EuGH, Urt. v. 5.12.2019 – C-671/18
1 Hinweis:
I. Das Vorabentscheidungsersuchen betrifft die Auslegung von Art. 7 Abs. 2 Buchst. g und Art. 20 Abs. 3 des Rahmenbeschlusses 2005/214/JI des Rates vom 24.2.2005 über die Anwendung des Grundsatzes der gegenseitigen Anerkennung von Geldstrafen und Geldbußen (ABl 2005, L 76, S. 16) in der Fassung des Rahmenbeschlusses 2009/299/JI des Rates vom 26.2.2009 (ABl 2009, L 81, S. 24) (im Folgenden: Rahmenbeschluss). Es ergeht im Rahmen eines Verfahrens, das das Centraal Justitieel Incassobureau, Ministerie van Veiligheid en Justitie (CJIB) (Zentrales Justizinkassobüro des Ministeriums für Sicherheit und Justiz [CJIB], Niederlande) (im Folgenden: Justizinkassobüro) betreibt, um in Polen die Anerkennung und Vollstreckung einer Geldbuße zu erreichen, die gegen Z.P. in den Niederlanden wegen einer Zuwiderhandlung gegen Straßenverkehrsvorschriften verhängt wurde.
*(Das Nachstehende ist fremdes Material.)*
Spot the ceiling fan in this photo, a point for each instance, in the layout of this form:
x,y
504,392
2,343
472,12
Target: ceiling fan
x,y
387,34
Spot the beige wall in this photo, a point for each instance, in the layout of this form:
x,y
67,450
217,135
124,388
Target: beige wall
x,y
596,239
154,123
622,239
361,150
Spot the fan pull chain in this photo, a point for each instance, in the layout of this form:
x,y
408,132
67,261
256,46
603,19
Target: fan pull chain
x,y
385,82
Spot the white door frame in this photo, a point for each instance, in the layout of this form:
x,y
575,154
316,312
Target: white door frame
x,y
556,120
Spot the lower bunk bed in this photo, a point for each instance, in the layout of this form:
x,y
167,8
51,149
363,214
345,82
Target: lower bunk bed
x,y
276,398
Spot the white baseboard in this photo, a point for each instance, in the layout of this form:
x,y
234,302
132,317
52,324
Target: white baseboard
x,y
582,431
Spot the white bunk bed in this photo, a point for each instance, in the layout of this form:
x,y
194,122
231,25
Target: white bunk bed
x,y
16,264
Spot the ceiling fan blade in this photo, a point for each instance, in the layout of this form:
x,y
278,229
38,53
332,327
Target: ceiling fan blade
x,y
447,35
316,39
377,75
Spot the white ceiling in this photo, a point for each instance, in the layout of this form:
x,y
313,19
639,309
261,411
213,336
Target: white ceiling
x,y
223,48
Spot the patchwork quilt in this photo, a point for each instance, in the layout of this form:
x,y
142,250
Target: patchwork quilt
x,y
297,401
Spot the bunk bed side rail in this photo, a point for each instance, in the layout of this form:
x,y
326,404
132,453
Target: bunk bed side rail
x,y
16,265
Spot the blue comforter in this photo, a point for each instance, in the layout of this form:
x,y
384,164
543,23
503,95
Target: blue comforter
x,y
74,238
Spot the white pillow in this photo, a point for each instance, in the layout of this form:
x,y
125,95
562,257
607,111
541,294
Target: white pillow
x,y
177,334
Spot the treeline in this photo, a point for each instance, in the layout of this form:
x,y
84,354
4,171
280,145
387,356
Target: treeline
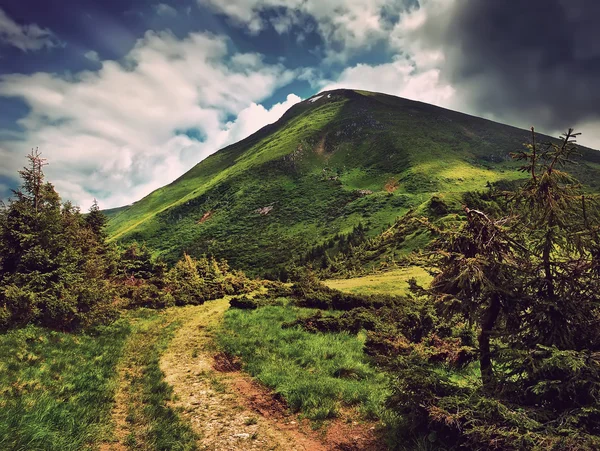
x,y
57,269
516,304
502,350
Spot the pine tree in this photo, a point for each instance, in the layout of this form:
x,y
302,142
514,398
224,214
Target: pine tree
x,y
96,221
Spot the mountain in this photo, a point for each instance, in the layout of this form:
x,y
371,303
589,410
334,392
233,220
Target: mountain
x,y
332,161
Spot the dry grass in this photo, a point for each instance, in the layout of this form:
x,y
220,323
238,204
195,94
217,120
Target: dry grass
x,y
393,282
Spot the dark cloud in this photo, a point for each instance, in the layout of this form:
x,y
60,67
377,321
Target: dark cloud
x,y
529,60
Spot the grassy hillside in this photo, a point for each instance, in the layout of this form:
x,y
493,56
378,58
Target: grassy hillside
x,y
328,163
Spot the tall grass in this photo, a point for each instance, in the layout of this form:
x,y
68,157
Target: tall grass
x,y
57,389
152,423
317,374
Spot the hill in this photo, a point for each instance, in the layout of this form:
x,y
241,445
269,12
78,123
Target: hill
x,y
337,159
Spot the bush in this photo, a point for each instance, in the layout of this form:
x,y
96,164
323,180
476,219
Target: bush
x,y
243,303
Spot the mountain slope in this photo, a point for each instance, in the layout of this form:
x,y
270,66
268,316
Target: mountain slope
x,y
330,162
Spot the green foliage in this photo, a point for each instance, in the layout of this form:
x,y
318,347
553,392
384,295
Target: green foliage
x,y
153,422
57,389
54,265
317,374
316,167
527,285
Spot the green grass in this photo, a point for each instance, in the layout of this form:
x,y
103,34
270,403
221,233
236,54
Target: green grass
x,y
310,165
152,423
317,374
57,389
394,282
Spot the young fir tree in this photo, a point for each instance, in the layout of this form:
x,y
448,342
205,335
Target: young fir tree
x,y
47,271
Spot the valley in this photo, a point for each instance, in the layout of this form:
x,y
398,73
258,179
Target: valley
x,y
366,273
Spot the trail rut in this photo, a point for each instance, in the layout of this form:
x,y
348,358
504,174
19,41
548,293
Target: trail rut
x,y
227,409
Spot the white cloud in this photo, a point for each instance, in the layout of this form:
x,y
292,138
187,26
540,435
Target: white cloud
x,y
162,9
399,78
345,26
24,37
92,55
119,133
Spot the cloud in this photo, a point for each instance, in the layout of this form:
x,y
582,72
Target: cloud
x,y
534,62
133,126
162,9
400,78
345,26
25,37
92,55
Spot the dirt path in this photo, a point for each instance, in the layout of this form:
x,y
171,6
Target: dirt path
x,y
226,408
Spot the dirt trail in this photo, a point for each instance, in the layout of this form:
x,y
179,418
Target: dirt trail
x,y
227,409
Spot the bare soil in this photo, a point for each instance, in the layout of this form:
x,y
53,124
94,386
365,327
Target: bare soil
x,y
230,411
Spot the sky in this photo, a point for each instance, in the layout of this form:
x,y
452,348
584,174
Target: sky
x,y
124,96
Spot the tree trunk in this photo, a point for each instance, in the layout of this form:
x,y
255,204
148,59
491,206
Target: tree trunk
x,y
487,325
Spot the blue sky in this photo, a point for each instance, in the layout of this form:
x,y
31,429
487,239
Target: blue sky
x,y
123,96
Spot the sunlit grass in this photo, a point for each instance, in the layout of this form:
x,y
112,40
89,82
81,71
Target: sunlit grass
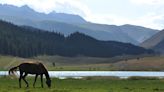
x,y
86,85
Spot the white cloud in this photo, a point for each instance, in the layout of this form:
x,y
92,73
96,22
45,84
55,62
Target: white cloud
x,y
151,20
47,6
148,2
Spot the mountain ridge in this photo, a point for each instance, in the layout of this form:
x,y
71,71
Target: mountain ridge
x,y
68,23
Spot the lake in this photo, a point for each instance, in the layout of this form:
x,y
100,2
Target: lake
x,y
80,74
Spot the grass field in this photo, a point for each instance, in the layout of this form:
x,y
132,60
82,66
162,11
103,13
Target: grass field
x,y
154,63
86,85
II. Dazu die Pressemitteilung des EuGH Nr. 152/19 v. 5.12.2019: "Die zuständige Behörde des Vollstreckungsmitgliedstaats kann die Anerkennung und Vollstreckung einer wegen eines Verkehrsdelikts gegen den Halter des Fahrzeugs verhängten Geldbuße nicht verweigern, sofern die entsprechende Haftungsvermutung widerleglich ist."
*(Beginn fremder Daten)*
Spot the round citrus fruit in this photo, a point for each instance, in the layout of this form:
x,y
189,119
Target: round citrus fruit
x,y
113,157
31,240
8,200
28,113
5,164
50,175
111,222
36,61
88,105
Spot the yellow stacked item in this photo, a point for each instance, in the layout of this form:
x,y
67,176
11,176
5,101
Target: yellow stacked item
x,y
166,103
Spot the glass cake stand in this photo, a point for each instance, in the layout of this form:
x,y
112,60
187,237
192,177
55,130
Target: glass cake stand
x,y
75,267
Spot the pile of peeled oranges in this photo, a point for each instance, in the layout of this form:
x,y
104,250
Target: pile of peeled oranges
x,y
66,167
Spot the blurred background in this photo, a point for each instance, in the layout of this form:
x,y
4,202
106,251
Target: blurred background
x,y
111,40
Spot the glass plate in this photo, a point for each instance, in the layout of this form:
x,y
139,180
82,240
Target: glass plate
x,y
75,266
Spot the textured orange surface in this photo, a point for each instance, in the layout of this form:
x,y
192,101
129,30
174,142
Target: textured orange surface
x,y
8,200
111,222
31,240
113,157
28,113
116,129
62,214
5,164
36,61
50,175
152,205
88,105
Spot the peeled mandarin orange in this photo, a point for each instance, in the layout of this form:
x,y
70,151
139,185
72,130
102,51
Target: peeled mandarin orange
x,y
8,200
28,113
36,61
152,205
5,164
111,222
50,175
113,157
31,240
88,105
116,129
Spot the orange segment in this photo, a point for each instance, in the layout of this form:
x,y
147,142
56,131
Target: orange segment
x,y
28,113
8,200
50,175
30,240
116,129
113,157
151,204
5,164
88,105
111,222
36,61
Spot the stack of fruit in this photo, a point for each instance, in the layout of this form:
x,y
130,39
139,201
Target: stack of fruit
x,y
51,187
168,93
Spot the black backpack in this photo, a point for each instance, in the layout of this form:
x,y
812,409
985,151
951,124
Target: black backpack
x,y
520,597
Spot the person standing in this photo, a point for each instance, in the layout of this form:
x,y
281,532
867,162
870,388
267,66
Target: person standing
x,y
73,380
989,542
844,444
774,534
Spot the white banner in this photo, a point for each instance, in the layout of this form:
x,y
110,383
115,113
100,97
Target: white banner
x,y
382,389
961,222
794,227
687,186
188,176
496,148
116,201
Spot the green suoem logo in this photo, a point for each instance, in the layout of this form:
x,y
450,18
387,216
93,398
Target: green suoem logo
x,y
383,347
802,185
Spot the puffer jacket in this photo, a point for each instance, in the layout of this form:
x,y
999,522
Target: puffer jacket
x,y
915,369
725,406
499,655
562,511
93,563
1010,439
Der Betreffende muss jedoch ordnungsgemäß von der Entscheidung über die Verhängung eines Bußgeldes informiert werden und ausreichend Zeit zur Einlegung eines Rechtsbehelfs und Vorbereitung seiner Verteidigung haben.
Am 9.11.2017 wurde gegen Z.P. eine Geldbuße i.H.v. 232 EUR wegen eines Verkehrsdelikts in den Niederlanden verhängt. Dieses Delikt wurde vom Fahrer eines in Polen auf den Namen von Z.P. zugelassenen Fahrzeugs begangen. Nach der niederländischen Straßenverkehrsordnung liegt die Haftung, sofern nichts anderes nachgewiesen wird, bei der Person, auf deren Namen das Fahrzeug zugelassen ist. Die Entscheidung über die Verhängung der Geldbuße war durch Einwurf in den Briefkasten von Z.P. zugestellt worden. In ihr war angegeben, dass die Rechtsbehelfsfrist am 21.12.2017 ablaufe. Die Frist begann am Tag des Erlasses der Entscheidung. Da kein Rechtsbehelf eingelegt wurde, wurde die Entscheidung am 21.12.2017 rechtskräftig.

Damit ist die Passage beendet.